- Born: Lyn Lloyd Irvine 3 May 1901 Berwick-upon-Tweed, Northumberland, England
- Died: 19 May 1973 (aged 71)

= Lyn Irvine =

British literary journalist (1901–1973)

Lyn Lloyd Newman (née Irvine; 3 May 1901 - 19 May 1973) was a literary journalist and writer.

==Biography==
She was born in Berwick-upon-Tweed, the daughter of John A. Irvine, a Presbyterian minister, and his Irish wife Lilian; Andrew Irvine, who died on Mount Everest in 1924, was her first cousin. After studying at the University of Aberdeen and Girton College, Cambridge, she moved to London and published poems and reviews.
Some of these were published by Leonard Woolf, then literary editor of the Nation and Athenaeum, with whom Lyn formed a long friendship.
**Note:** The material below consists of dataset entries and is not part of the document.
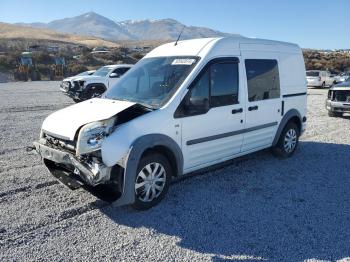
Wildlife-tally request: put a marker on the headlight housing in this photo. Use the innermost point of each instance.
(91, 135)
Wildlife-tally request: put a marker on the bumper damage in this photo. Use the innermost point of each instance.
(74, 171)
(340, 107)
(71, 94)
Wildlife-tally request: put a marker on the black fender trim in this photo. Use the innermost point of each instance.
(287, 116)
(137, 149)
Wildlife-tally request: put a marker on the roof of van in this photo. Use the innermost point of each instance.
(202, 46)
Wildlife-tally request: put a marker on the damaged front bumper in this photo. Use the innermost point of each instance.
(71, 94)
(74, 170)
(340, 107)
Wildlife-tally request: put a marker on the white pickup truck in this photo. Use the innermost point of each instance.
(83, 87)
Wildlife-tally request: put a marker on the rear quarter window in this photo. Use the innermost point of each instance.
(263, 79)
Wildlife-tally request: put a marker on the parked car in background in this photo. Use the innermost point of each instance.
(83, 87)
(338, 100)
(342, 77)
(318, 78)
(183, 107)
(85, 73)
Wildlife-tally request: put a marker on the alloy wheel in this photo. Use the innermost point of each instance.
(150, 182)
(290, 140)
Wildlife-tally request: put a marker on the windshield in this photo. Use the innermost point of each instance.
(103, 71)
(152, 81)
(312, 73)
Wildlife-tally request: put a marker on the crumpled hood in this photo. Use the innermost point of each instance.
(64, 123)
(89, 78)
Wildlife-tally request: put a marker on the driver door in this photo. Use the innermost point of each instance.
(212, 115)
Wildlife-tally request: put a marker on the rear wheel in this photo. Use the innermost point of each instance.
(152, 180)
(288, 141)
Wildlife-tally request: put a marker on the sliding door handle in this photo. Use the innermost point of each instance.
(251, 108)
(236, 111)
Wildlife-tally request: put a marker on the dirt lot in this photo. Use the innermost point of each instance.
(255, 208)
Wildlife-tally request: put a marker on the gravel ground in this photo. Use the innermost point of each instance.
(254, 208)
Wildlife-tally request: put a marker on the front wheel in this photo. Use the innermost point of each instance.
(288, 141)
(152, 180)
(334, 114)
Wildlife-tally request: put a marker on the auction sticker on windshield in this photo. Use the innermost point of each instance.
(183, 61)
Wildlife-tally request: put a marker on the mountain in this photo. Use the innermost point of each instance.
(166, 29)
(10, 31)
(92, 24)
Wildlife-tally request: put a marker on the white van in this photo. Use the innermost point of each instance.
(318, 78)
(183, 107)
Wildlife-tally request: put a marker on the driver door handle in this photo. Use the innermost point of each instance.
(251, 108)
(236, 111)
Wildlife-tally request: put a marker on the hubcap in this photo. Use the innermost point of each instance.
(290, 140)
(150, 182)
In 1931, the Hogarth Press published her first book, Ten Letter Writers, increasing her recognition within the Bloomsbury Group and beyond. In 1934, she started a literary subscription journal, The Monologue, which she very largely wrote, printed and published herself. Subscribers included Clive and Julian Bell, Elizabeth Bowen, Graham Greene, Maynard Keynes, Vita Sackville-West, and Leonard and Virginia Woolf, Irvine ended the journal in February 1935.
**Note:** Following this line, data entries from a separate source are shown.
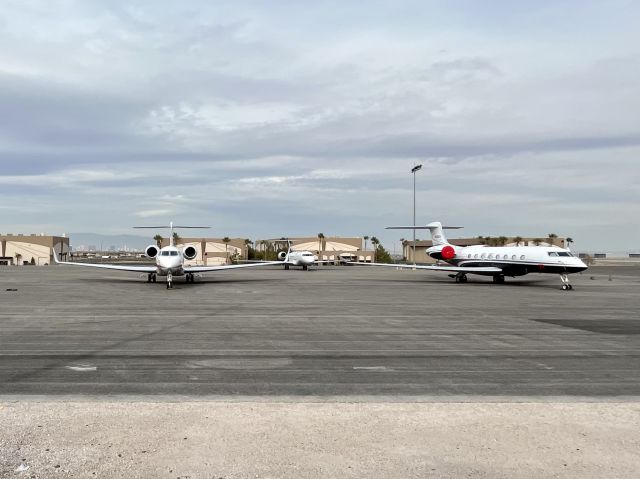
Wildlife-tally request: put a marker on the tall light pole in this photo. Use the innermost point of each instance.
(413, 171)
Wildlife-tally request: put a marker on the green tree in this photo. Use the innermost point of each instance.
(226, 241)
(381, 254)
(247, 245)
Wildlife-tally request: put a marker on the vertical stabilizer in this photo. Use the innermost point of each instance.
(437, 233)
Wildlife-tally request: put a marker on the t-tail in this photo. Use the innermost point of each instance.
(435, 228)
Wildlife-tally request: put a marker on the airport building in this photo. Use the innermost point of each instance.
(330, 248)
(33, 249)
(422, 246)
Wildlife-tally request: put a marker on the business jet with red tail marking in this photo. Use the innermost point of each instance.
(497, 262)
(169, 261)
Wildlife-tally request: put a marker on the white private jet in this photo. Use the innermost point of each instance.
(298, 258)
(169, 261)
(497, 262)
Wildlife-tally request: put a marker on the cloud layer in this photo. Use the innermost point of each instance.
(297, 119)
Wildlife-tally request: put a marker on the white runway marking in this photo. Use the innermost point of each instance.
(82, 368)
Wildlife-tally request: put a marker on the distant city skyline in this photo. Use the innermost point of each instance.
(295, 118)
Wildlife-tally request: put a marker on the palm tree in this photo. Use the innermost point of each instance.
(375, 242)
(226, 240)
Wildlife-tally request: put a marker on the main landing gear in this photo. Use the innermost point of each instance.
(566, 286)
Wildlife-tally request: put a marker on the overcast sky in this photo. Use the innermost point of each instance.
(305, 117)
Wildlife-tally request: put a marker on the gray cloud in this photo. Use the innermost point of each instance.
(261, 121)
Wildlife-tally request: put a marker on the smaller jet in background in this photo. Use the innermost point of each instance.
(169, 261)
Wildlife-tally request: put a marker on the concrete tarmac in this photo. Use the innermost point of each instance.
(330, 332)
(338, 372)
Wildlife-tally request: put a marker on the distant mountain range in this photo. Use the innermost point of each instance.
(109, 242)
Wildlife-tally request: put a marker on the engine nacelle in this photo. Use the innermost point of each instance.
(152, 251)
(189, 252)
(447, 252)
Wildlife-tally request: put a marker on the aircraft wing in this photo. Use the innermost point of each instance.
(450, 269)
(204, 269)
(137, 269)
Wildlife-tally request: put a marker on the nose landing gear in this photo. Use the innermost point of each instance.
(566, 286)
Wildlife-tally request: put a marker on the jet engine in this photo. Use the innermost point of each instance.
(151, 251)
(189, 252)
(447, 252)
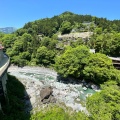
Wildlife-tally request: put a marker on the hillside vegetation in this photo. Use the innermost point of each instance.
(37, 44)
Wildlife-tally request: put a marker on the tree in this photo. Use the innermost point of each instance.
(72, 62)
(105, 105)
(44, 56)
(65, 27)
(99, 69)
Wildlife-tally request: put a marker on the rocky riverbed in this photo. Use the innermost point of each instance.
(36, 78)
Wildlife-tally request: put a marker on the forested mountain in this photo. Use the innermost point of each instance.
(37, 43)
(8, 30)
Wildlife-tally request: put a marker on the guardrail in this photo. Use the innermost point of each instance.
(5, 66)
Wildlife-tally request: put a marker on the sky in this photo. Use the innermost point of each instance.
(15, 13)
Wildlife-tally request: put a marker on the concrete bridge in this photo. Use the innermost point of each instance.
(4, 64)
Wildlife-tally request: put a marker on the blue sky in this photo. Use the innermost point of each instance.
(15, 13)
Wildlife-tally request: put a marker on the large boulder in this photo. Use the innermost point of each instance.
(46, 95)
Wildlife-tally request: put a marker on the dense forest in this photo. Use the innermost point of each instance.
(37, 44)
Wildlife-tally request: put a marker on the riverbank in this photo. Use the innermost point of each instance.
(35, 78)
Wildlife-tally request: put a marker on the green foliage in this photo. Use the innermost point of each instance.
(58, 113)
(15, 109)
(99, 68)
(65, 27)
(105, 105)
(45, 57)
(72, 61)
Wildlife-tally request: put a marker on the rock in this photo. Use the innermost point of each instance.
(46, 92)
In 1934, Irvine married the Cambridge mathematician Max Newman; they had two sons, Edward (born 1935) and William, later a computer scientist (1939). They bought Cross Farm, in the village of Comberton five miles from the city, as a family house, and Lyn considered this home for the rest of her life. When Max visited Princeton University in 1937, Lyn and the infant Edward accompanied him there for six months; in 1940, she evacuated with both sons to the US while Max remained in Cambridge. After Max had started working at Bletchley Park, they returned to live with him, and then moved with Max when he became Professor of Mathematics at the University of Manchester in 1945. It was Max who was instrumental in bringing Alan Turing to Manchester. Turing at first lived near to the Newmans and Max and Lyn both became close friends; only Lyn joined Turing's mother and brother at his funeral. She never enjoyed Manchester and returned permanently to Cross Farm in 1952 while Max remained in Manchester during term-times.
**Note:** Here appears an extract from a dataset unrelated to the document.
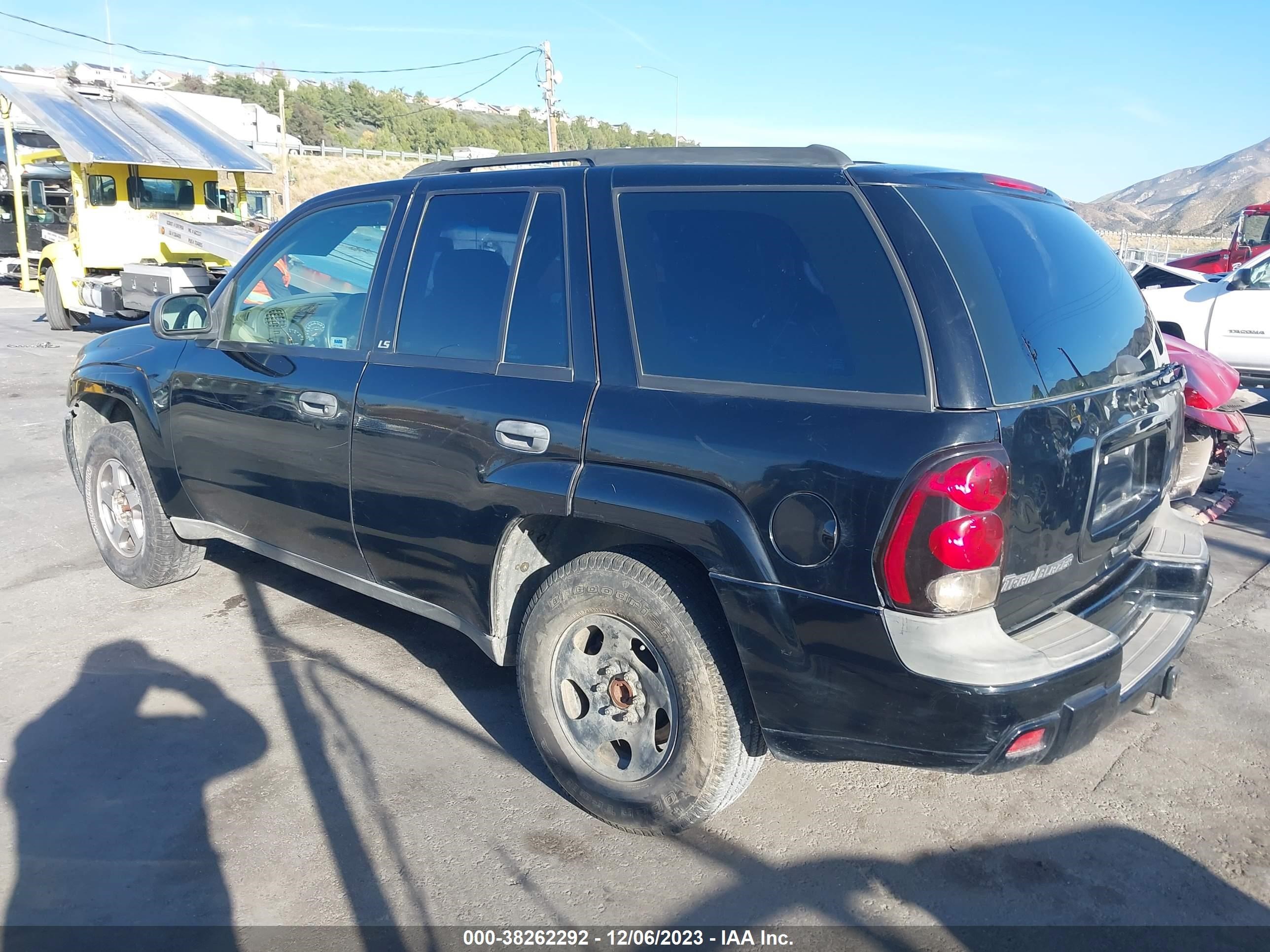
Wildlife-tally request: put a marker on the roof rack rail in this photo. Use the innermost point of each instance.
(825, 157)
Lyn published three more books under her maiden name. The first was a memoir of her childhood, followed by a piece of nature writing based on her life at Cross Farm. She formed Monologue Books to market these and to self-publish a memoir of her friend Alison Cairns. She also wrote a foreword to Sara Turing's biography of her son Alan. The dovecote of Cross Farm was converted for her and from there she maintained prolific correspondences with friends and family.

==Works==

- Ten Letter Writers (1931)
- The Monologue (1934–1935)
- So Much Love So Little Money (1957) autobiography
- Field With Geese (1960)
- Alison Cairns and Her Family (1967)

==Archives==
St. John's College, Cambridge has an archive of Lyn Newman's papers.